Sure! Do you think the current .opam files will work easily? I wonder what's the most efficient way to do that.

mattam82 commented 5 years ago

About the changes to erasure that would be necessary to target ocamllight: certainly quite a few Obj.magics would be needed for dependently-typed code. About linking to CertiCoq, we discussed a bit with Andrew Appel and Aquinas Hobor, the first obstacle we see would be updating the garbage collector to handle refs. The purely functional character of Coq helps a lot having an efficient GC that does not require any operation at deallocation time for example.

palmskog commented 5 years ago

I submitted the OPAM package definitions based on the .opam files, and they seem to work as intended.

The initial workflow I had in mind for OCaml Light extraction was actually to completely elide CertiCoq and output the verified OCaml code in the simplest way possible (e.g., printing it from inside Coq).

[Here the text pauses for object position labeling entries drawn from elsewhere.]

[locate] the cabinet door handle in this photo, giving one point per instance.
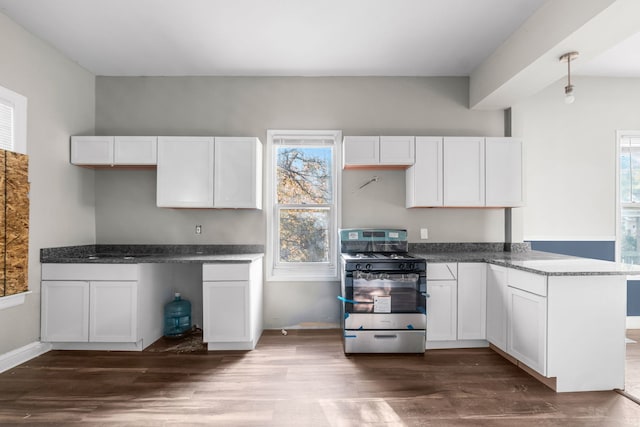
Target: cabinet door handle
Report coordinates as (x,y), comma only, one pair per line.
(453,276)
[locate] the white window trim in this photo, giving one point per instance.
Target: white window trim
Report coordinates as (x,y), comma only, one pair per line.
(619,135)
(302,272)
(19,103)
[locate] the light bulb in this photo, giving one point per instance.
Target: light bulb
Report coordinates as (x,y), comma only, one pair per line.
(569,97)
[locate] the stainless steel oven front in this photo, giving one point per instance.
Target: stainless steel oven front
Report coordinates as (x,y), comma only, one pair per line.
(383,303)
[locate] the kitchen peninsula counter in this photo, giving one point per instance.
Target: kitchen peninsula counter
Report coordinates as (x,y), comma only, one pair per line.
(545,263)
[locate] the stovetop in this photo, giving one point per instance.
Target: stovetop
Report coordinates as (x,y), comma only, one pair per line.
(374,256)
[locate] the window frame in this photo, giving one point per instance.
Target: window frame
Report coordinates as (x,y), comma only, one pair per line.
(19,104)
(276,271)
(620,135)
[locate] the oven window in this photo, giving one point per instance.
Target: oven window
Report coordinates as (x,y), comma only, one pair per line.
(403,290)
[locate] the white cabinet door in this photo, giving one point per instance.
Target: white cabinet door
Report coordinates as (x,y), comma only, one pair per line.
(442,310)
(424,178)
(226,311)
(113,311)
(472,301)
(185,172)
(65,311)
(497,306)
(397,150)
(135,150)
(238,173)
(360,151)
(92,150)
(527,328)
(504,183)
(463,171)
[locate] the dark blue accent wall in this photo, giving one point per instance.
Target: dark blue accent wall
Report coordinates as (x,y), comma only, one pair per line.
(604,250)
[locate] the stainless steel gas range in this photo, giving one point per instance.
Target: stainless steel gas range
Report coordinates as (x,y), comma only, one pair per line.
(383,293)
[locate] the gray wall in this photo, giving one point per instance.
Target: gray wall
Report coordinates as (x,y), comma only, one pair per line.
(220,106)
(61,99)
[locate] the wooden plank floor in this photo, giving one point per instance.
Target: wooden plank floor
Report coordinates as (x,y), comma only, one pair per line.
(302,379)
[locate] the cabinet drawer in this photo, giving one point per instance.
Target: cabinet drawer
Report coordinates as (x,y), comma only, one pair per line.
(216,272)
(442,271)
(89,272)
(534,283)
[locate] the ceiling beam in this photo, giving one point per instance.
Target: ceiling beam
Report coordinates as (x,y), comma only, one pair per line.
(528,61)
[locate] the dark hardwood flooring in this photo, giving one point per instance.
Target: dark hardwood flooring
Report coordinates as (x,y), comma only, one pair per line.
(302,379)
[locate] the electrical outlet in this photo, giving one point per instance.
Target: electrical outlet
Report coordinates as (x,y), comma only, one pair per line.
(424,233)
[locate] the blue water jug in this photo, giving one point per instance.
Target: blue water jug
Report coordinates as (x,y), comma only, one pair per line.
(177,317)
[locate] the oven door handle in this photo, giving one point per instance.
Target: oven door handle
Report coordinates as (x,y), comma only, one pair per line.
(350,301)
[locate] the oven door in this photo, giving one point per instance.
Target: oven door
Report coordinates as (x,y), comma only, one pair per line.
(381,300)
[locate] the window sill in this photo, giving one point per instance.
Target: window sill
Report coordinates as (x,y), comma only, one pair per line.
(13,300)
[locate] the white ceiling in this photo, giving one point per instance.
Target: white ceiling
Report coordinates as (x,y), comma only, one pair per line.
(274,37)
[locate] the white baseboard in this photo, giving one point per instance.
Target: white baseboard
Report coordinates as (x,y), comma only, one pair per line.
(22,354)
(633,322)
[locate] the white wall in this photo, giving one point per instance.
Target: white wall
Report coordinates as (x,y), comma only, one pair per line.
(61,102)
(125,200)
(570,156)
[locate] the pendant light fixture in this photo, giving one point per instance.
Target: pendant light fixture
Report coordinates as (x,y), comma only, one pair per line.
(568,89)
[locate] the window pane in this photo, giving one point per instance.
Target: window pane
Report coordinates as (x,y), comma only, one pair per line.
(6,126)
(630,173)
(304,175)
(304,235)
(630,235)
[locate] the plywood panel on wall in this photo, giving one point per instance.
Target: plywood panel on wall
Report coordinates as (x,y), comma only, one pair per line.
(16,223)
(2,222)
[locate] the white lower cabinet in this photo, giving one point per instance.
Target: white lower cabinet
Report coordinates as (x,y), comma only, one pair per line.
(113,311)
(65,311)
(497,306)
(527,328)
(90,310)
(472,301)
(442,310)
(456,307)
(232,305)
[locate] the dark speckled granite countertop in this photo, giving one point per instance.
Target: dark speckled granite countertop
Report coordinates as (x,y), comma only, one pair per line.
(136,254)
(521,258)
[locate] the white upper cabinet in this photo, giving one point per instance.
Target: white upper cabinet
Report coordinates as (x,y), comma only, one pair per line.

This has the advantage that it can be applied directly to lots of our existing OCaml-based extraction projects for testing, although the OCaml compiler of course remains in the TCB.

With respect to Obj.magic and OCaml Light extraction, one plan could be as follows:

  1. set up boilerplate for MetaCoq+OCaml Light extraction correctness (for some tiny language fragment?)
  2. prove correctness (and output well-typing) for "typedef" OCaml Light (no modules) assuming input Coq code never needs Obj.magic or modules (is not dependently-typed)
  3. extend OCaml Light definition and type system with Obj.magic
  4. extend correctness proof to dependently-typed Coq code
  5. extend correctness proof to "modules+typedef" OCaml Light for Coq code with dependent types and (non-parameterized?) modules
annenkov commented 4 years ago

Hi guys, I've been looking in the same direction. It looks like if we want to integrate this with the certified erasure, we need, probably, to do it in a similar way, as it described in Pierre Letouzey's thesis: implement a modified version of the type inference algorithm (Pierre's proposal is to use algorithm M) to recover types from the CIC_box. I am currently taking a bit different route: remove redundant boxes after erasure and pretty print OCaml-like code (I target smart contract languages). It is safe to remove boxes if the constants and constructors are applied to all logical arguments (either coming from proofs or types). I've implemented a version of erasure for types to OCaml-like types and validation procedures that check if constants and constructors are applied enough. It is available in my fork: https://github.com/annenkov/template-coq/blob/coq-8.11-erase-annotated/erasure/theories/Debox.v I also added some information to binders, so one can know if the binder is a "dummy" abstraction or let-in and can be potentially removed.

I have a working pretty-printer that prints Liquidity code (basically, some sort of restricted OCaml): https://github.com/AU-COBRA/ConCert/blob/extract-cert/extraction/theories/LPretty.v In fact, it can handle refinement types: https://github.com/AU-COBRA/ConCert/blob/extract-cert/extraction/examples/CounterRefinementTypes.v

Maybe we can accommodate some of that stuff for OCaml Light.